High Costs Hit Bounty Fresh

PHILIPPINES - Poultry company, Bounty Fresh is reported to be preparing to announce losses for the first half of the financial year.
calendar icon 16 May 2011
clock icon 3 minute read

The Bounty Fresh group of companies expects to record a net loss in the first half as its two units reel from high costs of chicken feed and other inputs, its top executive said.

Business World Online reports Tennyson G. Chen, president and chief executive of the Bounty Fresh Group, saying last week: "We are in a difficult situation now. We hope in the second half, we will be able to recoup our losses."

The group is composed of Bounty Agro Ventures, Inc. and Bounty Fresh Food, Inc.

Last year, the company posted 10 billion pesos (PHP) in sales partly due to higher demand induced by election spending, up from more than PHP9 billion in the previous year.

But this year, Mr Chen said higher prices of commodities like oil, soybean, wheat and corn have hurt margins.

The wholesale price of yellow corn, the main ingredient for animal feed, for instance averaged PHP15.22 per kilo in the last month of the first quarter, up 6.2 per cent from the same period in 2010, according to data from the Bureau of Agricultural Statistics.

Yellow corn prices have eased to PHP14.54 per kilo as of the first week of May.

Gasoline prices have meanwhile gone up by PHP9.75 per litre from the start of the year to PHP58.35 as of Friday (13 May), data from the Energy department show.

"We hope we can catch up.

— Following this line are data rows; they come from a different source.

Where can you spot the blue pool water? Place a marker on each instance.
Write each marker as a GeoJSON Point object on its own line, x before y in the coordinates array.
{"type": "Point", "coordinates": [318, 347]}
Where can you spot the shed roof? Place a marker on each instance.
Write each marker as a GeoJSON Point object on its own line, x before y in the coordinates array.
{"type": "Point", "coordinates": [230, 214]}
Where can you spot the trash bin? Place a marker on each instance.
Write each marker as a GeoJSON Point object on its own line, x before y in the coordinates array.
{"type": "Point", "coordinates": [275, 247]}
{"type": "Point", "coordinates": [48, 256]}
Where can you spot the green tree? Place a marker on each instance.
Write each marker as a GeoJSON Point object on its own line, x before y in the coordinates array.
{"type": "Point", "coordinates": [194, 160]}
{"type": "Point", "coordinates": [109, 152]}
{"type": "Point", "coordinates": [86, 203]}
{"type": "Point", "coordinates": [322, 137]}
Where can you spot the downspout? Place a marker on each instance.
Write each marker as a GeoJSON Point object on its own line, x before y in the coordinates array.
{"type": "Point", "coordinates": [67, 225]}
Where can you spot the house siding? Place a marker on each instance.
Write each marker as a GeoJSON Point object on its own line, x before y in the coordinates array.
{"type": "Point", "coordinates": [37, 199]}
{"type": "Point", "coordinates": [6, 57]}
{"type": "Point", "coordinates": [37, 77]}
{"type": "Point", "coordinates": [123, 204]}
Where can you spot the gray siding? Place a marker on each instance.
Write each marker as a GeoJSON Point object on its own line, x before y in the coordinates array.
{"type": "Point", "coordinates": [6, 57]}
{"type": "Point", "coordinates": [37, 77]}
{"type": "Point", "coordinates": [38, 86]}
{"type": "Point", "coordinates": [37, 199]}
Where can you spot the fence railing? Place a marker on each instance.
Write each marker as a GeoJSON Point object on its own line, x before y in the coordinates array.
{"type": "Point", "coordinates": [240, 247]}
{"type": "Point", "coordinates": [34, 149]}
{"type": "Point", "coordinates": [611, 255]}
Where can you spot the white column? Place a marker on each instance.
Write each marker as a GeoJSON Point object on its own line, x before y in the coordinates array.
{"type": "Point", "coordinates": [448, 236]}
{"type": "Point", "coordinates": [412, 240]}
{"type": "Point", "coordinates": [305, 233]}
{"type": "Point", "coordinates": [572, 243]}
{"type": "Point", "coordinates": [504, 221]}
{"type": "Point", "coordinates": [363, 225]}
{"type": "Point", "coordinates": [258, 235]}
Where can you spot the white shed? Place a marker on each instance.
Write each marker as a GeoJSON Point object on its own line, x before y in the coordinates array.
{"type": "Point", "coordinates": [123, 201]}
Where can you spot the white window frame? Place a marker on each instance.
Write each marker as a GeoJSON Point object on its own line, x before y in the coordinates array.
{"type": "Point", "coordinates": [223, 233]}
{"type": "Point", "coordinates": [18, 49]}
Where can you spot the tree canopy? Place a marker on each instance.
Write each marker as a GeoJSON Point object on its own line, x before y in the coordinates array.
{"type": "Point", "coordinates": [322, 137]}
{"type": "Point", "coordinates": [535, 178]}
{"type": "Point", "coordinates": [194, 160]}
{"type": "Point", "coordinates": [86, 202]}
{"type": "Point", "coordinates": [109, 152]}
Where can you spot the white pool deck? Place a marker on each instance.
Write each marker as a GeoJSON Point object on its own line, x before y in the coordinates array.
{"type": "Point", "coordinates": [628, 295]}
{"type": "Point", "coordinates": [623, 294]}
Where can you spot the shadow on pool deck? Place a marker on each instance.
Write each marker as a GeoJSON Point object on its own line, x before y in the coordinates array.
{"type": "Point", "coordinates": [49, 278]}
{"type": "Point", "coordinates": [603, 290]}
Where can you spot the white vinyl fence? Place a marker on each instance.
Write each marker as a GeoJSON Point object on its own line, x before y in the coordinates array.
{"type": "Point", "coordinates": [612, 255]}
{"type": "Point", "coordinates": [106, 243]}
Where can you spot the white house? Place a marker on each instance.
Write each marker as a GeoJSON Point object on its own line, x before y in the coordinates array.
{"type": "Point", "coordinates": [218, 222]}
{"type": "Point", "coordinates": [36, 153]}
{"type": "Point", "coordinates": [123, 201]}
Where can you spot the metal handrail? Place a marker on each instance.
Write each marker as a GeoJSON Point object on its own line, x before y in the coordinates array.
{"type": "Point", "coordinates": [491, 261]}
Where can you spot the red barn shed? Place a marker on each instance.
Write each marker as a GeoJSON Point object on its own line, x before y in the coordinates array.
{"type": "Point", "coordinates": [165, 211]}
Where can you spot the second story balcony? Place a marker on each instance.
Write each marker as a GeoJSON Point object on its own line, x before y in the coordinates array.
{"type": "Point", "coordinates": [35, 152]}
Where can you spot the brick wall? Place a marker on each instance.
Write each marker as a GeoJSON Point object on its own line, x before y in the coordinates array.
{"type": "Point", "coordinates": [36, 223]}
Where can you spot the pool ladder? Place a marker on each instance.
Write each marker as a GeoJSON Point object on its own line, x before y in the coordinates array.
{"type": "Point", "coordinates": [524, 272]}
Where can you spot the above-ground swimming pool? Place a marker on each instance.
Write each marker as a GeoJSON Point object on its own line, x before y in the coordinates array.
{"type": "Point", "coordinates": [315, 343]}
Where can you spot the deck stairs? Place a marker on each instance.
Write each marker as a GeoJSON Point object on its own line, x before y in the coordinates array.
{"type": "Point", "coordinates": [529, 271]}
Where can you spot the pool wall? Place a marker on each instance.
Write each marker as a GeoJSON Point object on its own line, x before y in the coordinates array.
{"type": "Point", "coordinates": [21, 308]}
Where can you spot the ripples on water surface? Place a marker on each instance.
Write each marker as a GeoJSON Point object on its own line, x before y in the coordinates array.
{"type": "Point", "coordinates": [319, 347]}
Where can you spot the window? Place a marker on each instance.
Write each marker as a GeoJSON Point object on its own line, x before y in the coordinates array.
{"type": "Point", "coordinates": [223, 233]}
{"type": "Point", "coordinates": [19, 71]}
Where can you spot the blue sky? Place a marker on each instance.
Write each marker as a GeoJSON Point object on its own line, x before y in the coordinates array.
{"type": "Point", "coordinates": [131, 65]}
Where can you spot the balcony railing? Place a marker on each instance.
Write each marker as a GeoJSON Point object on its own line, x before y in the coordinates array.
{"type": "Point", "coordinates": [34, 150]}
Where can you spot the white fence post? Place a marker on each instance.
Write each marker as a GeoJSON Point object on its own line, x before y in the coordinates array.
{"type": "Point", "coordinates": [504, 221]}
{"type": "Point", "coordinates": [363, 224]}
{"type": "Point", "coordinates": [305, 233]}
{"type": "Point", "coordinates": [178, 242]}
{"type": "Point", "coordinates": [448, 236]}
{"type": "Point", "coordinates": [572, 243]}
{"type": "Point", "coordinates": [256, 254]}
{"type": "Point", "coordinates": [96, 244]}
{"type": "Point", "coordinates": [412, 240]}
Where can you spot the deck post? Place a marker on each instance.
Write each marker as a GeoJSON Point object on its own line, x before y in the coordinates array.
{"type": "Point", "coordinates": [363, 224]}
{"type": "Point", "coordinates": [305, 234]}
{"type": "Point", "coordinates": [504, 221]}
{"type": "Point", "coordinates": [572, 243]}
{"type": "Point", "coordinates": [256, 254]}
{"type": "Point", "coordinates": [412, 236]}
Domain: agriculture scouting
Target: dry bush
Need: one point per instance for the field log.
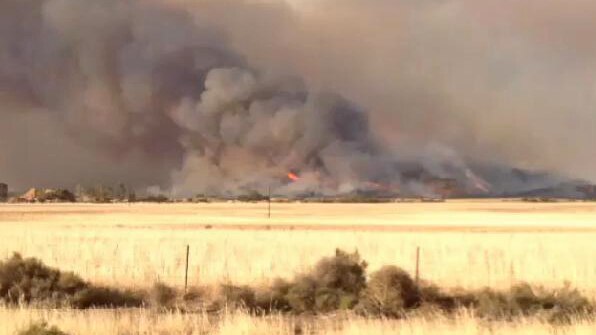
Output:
(335, 283)
(41, 328)
(29, 281)
(162, 296)
(389, 292)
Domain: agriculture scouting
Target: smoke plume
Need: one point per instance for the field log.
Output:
(230, 96)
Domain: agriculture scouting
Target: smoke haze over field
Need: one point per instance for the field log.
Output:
(231, 95)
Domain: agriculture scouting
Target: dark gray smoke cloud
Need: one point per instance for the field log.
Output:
(192, 96)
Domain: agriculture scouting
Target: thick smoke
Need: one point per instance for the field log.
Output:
(194, 97)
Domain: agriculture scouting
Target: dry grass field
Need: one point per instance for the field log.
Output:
(467, 244)
(146, 322)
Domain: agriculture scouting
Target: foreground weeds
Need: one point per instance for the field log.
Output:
(336, 284)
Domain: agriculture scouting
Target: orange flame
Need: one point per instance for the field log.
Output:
(293, 177)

We try to control costs," Mr Chen said.

In the long run, the company is banking on growth in the provinces to increase sales.

Mr Chen added: "As consumers in the provinces get richer, they will buy more chicken. Eventually over time, the provinces will also have better income and more ability to buy chicken."

Bounty Fresh expects to end the year with 1,500 'Chooks-to-go' branches which retail roast chicken from the current 1,100 stores, Mr Chen added.

The Bounty Fresh Group was founded in 1993, dressing 1,000 chickens per day, reports Business World Online, and now processes 6,000 birds per hour.